I finally got around to reading the book this past week. I've been doing a lot of heavy reading lately and needed to give my brain a bit of a break and figured this read would be the perfect distraction.
This isn't the first book I've read by Marian Keyes. She has a tendency to really jam-pack her stories and this book was no exception; it's over 700 pages long. I really like her writing style. I just throw on my Irish accent (in my head -- like I'd embarrass myself by saying it out loud where people could potentially hear me) and jump right into the story.
This book is written in the voice of four women.
First we have Lola, the woman who opens up the book. She just found out through the media that her boyfriend (an esteemed politician named Paddy) is getting married. To someone else. Obviously she goes through all of the expected emotions and behaviours, including stalking. I'll admit this: her voice was hard to read. It was very detached and improper and would it kill you to speak in a complete sentence kind of style. I damn near wrote a letter to the editor to alert them of all the grammatical errors in case a newer edition came into print.

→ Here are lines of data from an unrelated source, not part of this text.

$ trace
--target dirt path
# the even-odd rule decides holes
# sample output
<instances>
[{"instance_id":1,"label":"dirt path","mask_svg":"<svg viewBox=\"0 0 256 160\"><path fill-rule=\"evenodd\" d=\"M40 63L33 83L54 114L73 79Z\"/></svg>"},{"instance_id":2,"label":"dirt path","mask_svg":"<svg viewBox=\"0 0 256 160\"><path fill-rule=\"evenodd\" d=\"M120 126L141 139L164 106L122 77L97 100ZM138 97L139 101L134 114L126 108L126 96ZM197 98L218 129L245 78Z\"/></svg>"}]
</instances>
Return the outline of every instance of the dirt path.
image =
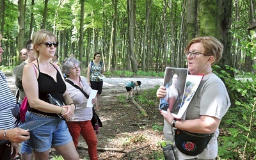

I'm glad I saved myself the embarrassment, because we finally move on to the voices of the three other women who speak in complete (albeit psychotic) sentences.
Meet Grace, Marnie and Alicia. These three ladies knew Paddy when he was a cocky teenager, but he still strikes a chord with all three of them.
Here's some of the story to get you intrigued enough to buy the book:
Paddy is this great-looking, charismatic politician. He's also an asshole. The fact that he's a politician should have tipped you off to that fact. We don't find out he's an asshole until about the middle of the book. He dated Lola while getting engaged to Alicia. Alicia was friends with Paddy (and Grace and Marnie) when they were all in high school and Paddy dated Marnie. Grace was also interested in Paddy, but he wound up with Marnie. Grace's twin sister. Got all that?
Without giving too much away, this book touches upon issues of alcoholism, rape, physical and emotional abuse and cross-dressing. I'm sure I missed something in there. You're probably thinking, how could this be a light chic-literature read when these massive issues are playing a role? My answer is your guess is as good as mine. It just is.
Keyes has a way with words that literally will grip you and hold you tight until you read the final word on the final page. Like I said, it took awhile for me to get into the book and fully understand everyone's roles, but once I did, I could not stop reading. It was funny and endearing and in the end, like every good chic-literature novel, the good guys win.